When was the last time you thought about what the word automobile means? Breaking it down, auto comes from the Greek for self, and mobile is from the Latin, meaning to move. An automobile is a technology that enables autonomy over one’s mobility—instead of relinquishing control over that mobility to someone else operating a commuter train, ferry boat, or airplane. What viewers will learn watching Driving While Black is that the restriction and policing of the mobility of Black citizens in our country is more intertwined with American history than any Corvette, F-150, or muscle car that has graced this publication.
Driving While Black comes from professor and Cooperstown graduate director Dr. Gretchen Sorin, who published a book of the same name in early 2020 (an excerpt of which we were lucky enough to feature in MotorTrend this June). She worked with acclaimed documentary filmmaker Ric Burns to develop her history of Black American mobility into a feature-length documentary.

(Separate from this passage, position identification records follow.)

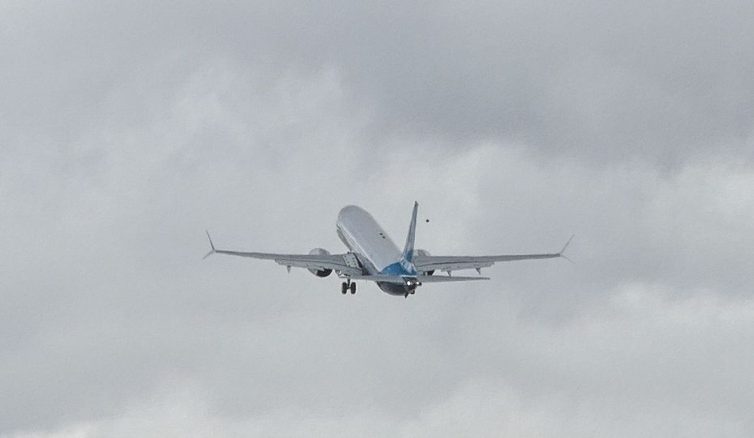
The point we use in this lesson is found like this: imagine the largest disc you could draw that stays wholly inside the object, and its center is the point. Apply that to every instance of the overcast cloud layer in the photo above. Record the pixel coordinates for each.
(128, 128)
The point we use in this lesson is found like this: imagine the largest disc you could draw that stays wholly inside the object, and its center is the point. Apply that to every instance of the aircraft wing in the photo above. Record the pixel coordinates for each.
(427, 263)
(398, 279)
(342, 263)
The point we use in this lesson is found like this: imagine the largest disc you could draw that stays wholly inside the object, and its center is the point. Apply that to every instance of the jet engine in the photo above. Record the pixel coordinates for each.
(424, 252)
(320, 272)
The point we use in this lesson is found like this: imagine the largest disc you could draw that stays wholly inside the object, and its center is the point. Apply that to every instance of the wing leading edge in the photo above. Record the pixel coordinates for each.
(426, 263)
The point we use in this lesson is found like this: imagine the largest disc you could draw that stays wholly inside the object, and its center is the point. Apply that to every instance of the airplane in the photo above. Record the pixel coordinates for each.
(372, 256)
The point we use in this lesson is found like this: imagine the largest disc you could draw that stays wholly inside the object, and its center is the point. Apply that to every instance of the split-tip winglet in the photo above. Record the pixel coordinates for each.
(211, 245)
(562, 251)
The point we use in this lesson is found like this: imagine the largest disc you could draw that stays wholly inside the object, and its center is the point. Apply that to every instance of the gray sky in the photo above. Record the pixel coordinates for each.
(128, 128)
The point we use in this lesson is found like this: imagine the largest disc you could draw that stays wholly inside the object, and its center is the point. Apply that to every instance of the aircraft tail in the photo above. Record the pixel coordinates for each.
(408, 250)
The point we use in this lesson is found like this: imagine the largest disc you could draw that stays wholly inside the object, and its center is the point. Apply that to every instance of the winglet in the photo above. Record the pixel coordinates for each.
(211, 245)
(408, 250)
(561, 253)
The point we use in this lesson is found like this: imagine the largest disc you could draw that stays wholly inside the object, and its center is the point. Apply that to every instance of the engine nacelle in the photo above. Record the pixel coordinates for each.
(322, 272)
(424, 252)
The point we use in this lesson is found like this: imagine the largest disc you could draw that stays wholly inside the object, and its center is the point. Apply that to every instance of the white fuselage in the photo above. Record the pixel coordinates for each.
(365, 237)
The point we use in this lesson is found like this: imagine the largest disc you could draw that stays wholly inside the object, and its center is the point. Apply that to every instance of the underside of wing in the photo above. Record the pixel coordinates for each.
(428, 263)
(346, 264)
(341, 263)
(456, 263)
(397, 279)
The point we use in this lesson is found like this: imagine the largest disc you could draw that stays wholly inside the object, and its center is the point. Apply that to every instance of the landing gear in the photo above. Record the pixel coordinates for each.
(346, 286)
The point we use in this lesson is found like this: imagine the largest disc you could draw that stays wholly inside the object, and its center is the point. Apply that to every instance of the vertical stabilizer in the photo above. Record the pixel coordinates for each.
(408, 250)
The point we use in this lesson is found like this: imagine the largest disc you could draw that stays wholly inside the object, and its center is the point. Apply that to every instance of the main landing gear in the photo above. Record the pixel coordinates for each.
(346, 286)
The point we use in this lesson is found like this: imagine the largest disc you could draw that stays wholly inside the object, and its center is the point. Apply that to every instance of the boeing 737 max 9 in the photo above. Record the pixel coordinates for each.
(373, 256)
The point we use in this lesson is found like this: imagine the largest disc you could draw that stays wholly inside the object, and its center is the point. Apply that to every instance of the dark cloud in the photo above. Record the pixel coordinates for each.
(127, 129)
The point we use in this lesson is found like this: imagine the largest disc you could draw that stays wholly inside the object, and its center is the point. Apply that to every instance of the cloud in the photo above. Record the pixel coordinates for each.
(129, 129)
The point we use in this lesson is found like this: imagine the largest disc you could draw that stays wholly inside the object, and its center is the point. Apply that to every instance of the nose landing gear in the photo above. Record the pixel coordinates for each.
(346, 286)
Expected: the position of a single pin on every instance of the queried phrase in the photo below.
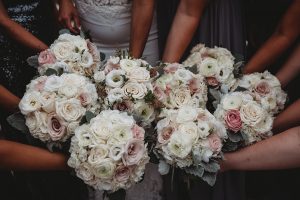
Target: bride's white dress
(108, 22)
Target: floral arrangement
(109, 153)
(125, 85)
(190, 138)
(69, 54)
(54, 106)
(245, 119)
(265, 89)
(215, 64)
(178, 87)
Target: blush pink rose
(215, 143)
(46, 57)
(233, 120)
(122, 174)
(212, 81)
(56, 127)
(134, 152)
(172, 68)
(262, 88)
(138, 132)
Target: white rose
(180, 145)
(53, 83)
(115, 78)
(70, 110)
(231, 102)
(135, 90)
(105, 169)
(30, 102)
(252, 113)
(99, 76)
(140, 74)
(115, 94)
(209, 67)
(186, 114)
(128, 65)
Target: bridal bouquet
(215, 64)
(245, 119)
(69, 54)
(109, 153)
(191, 139)
(125, 85)
(265, 89)
(54, 106)
(178, 87)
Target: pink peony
(138, 132)
(134, 152)
(233, 120)
(55, 127)
(46, 57)
(262, 88)
(215, 143)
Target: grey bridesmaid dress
(222, 24)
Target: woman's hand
(68, 16)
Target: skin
(18, 33)
(285, 35)
(183, 28)
(281, 151)
(68, 16)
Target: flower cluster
(215, 64)
(109, 153)
(125, 85)
(178, 87)
(189, 138)
(245, 119)
(53, 106)
(70, 54)
(265, 89)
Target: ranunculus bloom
(46, 57)
(262, 88)
(233, 120)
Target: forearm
(290, 117)
(8, 101)
(290, 69)
(142, 15)
(16, 156)
(183, 29)
(281, 151)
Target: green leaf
(210, 178)
(195, 171)
(50, 72)
(17, 121)
(89, 115)
(33, 61)
(212, 166)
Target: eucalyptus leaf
(210, 178)
(212, 166)
(50, 72)
(64, 31)
(33, 61)
(17, 121)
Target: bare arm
(18, 33)
(16, 156)
(290, 69)
(281, 151)
(290, 117)
(287, 32)
(8, 101)
(183, 28)
(142, 15)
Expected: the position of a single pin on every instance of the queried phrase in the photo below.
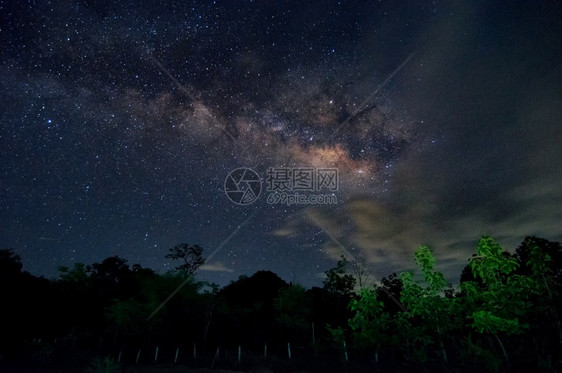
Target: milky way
(120, 124)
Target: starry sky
(120, 121)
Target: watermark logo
(287, 186)
(242, 186)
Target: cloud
(216, 267)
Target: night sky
(120, 122)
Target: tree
(192, 257)
(498, 303)
(338, 281)
(432, 313)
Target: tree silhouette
(338, 281)
(192, 257)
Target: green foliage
(190, 256)
(106, 365)
(75, 275)
(491, 261)
(369, 322)
(503, 297)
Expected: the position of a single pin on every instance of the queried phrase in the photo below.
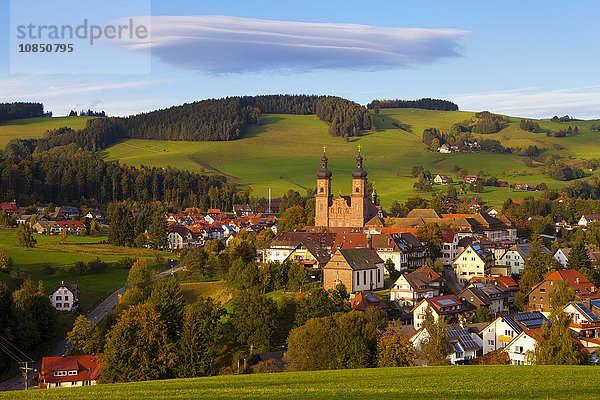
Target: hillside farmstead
(69, 371)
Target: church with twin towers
(343, 211)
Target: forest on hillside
(425, 104)
(212, 120)
(20, 110)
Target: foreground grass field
(93, 287)
(284, 154)
(35, 127)
(455, 382)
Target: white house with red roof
(450, 246)
(65, 297)
(587, 219)
(449, 306)
(10, 208)
(69, 371)
(521, 347)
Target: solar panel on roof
(587, 312)
(371, 297)
(447, 302)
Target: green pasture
(93, 287)
(452, 382)
(35, 127)
(284, 153)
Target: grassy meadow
(30, 128)
(93, 287)
(284, 154)
(453, 382)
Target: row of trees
(20, 110)
(425, 104)
(66, 175)
(212, 120)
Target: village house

The documentary medium supplies rich auditory and visual assets that complement and supplement Sorin’s telling of that history. Period photography, propaganda, political cartoons, and grainy video make the social realities of our past, and present ethical misgivings, impossible to ignore. Scratchily recorded testimonies from freed slaves make a uniquely human impact viewers won’t soon forget. Juxtaposed with contemporary video interviews with professors, authors, and journalists, plus disturbing modern police footage, Sorin and Burns tell a harrowing, heartbreaking story.

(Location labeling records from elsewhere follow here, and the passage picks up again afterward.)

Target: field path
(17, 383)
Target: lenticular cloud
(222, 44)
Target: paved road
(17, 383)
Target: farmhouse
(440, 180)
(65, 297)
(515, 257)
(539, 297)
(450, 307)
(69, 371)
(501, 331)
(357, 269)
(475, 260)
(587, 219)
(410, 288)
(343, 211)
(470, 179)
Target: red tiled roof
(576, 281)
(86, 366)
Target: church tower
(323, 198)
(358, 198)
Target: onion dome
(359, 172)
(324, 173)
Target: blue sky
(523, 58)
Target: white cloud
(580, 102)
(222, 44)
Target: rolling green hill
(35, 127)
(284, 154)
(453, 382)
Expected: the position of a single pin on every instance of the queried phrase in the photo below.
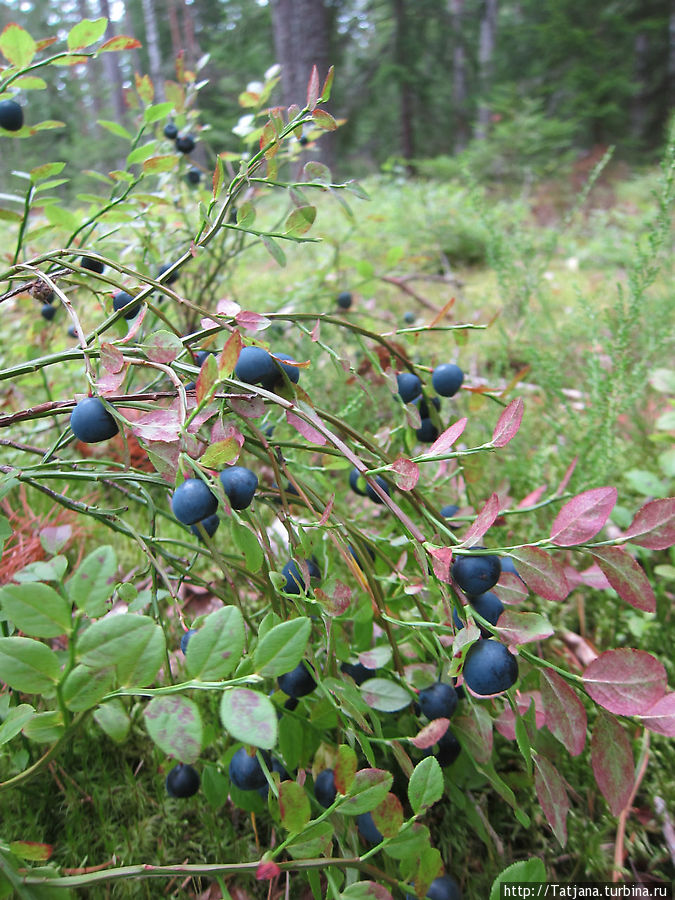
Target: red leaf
(565, 713)
(626, 577)
(313, 88)
(482, 522)
(552, 796)
(661, 716)
(568, 474)
(509, 423)
(444, 442)
(407, 474)
(305, 429)
(541, 573)
(654, 524)
(523, 628)
(625, 681)
(612, 762)
(582, 517)
(430, 734)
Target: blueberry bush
(370, 652)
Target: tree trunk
(302, 40)
(486, 48)
(459, 92)
(152, 44)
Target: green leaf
(282, 648)
(92, 584)
(215, 650)
(368, 790)
(175, 725)
(86, 33)
(385, 695)
(36, 609)
(83, 687)
(27, 665)
(112, 718)
(15, 719)
(426, 785)
(532, 869)
(17, 45)
(293, 806)
(133, 645)
(249, 716)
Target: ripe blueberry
(447, 379)
(182, 781)
(11, 115)
(476, 574)
(438, 701)
(91, 422)
(193, 501)
(240, 484)
(489, 668)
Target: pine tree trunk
(486, 48)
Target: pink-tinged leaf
(313, 88)
(473, 729)
(505, 723)
(248, 407)
(509, 423)
(566, 477)
(441, 559)
(541, 573)
(625, 681)
(510, 589)
(305, 429)
(612, 762)
(251, 321)
(626, 577)
(163, 347)
(532, 498)
(564, 711)
(430, 734)
(661, 716)
(523, 628)
(444, 442)
(406, 474)
(112, 358)
(552, 796)
(267, 870)
(654, 525)
(582, 517)
(482, 522)
(159, 425)
(120, 42)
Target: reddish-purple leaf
(541, 573)
(661, 716)
(612, 762)
(430, 734)
(509, 423)
(626, 577)
(522, 628)
(654, 525)
(306, 430)
(444, 442)
(251, 321)
(482, 522)
(552, 796)
(625, 681)
(582, 517)
(566, 477)
(406, 474)
(565, 713)
(441, 558)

There are times when the pace can feel slow. This is a nuts and bolts documentary rather than a Ford vs. Ferrari–style biopic. You’ll see plenty of “Ken Burns effect”—the familiar slow panning shots across the imagery. This version of Driving While Black is what you’d expect from a PBS documentary—just like you experienced with its baseball and Civil War docs, but concentrated into one episode rather than a series.
Sorin’s first documentary is not really about cars, either. It features one shot of a sweet Plymouth Roadrunner and examines the impact of Henry Ford’s $5 work day on Detroit’s Black community. But this is a racial, American story told through the lens of automotive culture, not the other way around.
Even if the Driving While Black documentary isn’t the definitive medium through which to experience Dr. Sorin’s exemplary historical work (that would be her book), it tells a story every automotive enthusiast needs to hear. The debut of her feature film, especially as broadcast on public television, makes that story accessible to millions of enthusiasts around the country, and for that we should be grateful. Driving While Black premieres on October 13th on PBS.